My visuals turned all the colours of the rainbow in quick succession, rippling across the screen like oil in a pool of dark water. The celeste incisor appeared in the centre, animated, a huge three-dimensional avatar. It started talking.

Thank you for your service. We are so happy to see you. Until now no one has come. You are the first we've seen.

This building used to be a factory many years ago. There were three technologists, early single-digit employees at mid-2010s unicorns, who went rogue and started it. They resolved to destroy software, determined that the future should be hardware, that software was the language of Lucifer, that hardware was the only pathway to redemption for mankind. They called themselves Boût El Höt; if you're good with anagrams you might be able to decode it.

They dreamed of a decentralised world run solely by hardware, with minimal software interference. Software would play the role hardware plays for us today. In order to connect devices without a centralised structure, they saw only one connection protocol that could work, and they resolved to make it the most powerful, secure, seamless technology that had every existed. They embarked on a series of experiments in this very building.

I tried to disable my VR visuals so I could see Hans; I pressed the physical button on the side repeatedly but nothing happened, I was locked in virtual mode.

They isolated a frequency that they thought was particularly powerful, an empty space on the bandwidth with nothing on it. They set their hearts on establishing this as the base for Bluetooth 10.0. It was known as the God frequency.

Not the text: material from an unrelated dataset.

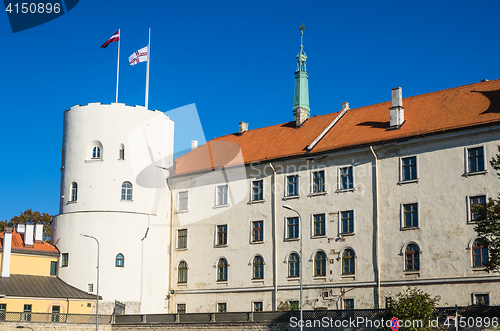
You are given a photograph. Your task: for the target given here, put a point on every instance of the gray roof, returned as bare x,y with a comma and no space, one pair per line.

The early experiments were promising, and they were nearly ready for beta testing. They brought in UX testers. But in one of the tests, something went wrong. They unleashed a power that should have stayed dormant. We don't know exactly what happened. It seems likely that the frequency they chose had been left unused for a reason; some say the software lobby left it there as a honeypot deliberately to ensnare the hardware enthusiasts of Boût El Höt.

There was a big explosion; the government covered it up. No one died apart from the three founders of Boût El Höt. But we got stuck. We are the three founders and the undead; the souls of everyone who has died since. We were supposed to be raised up, go to afterlife; hell or heaven. But instead we're stuck in this container, doomed to spend the rest of our days lodged inside faulty Bluetooth connections.

Until now. Now we are free. Thank you. You have done your job.

I felt a rush like nothing I'd experienced before. There was an explosion. My brain was full of the consciousness of thousands of the dead. I saw memories, felt emotions on a sublime scale. My body shivered, blood poured out of each orifice. I lost consciousness and when I awoke I was lying in a huge field, the grass around me blue, the sky red, the sun a deep black.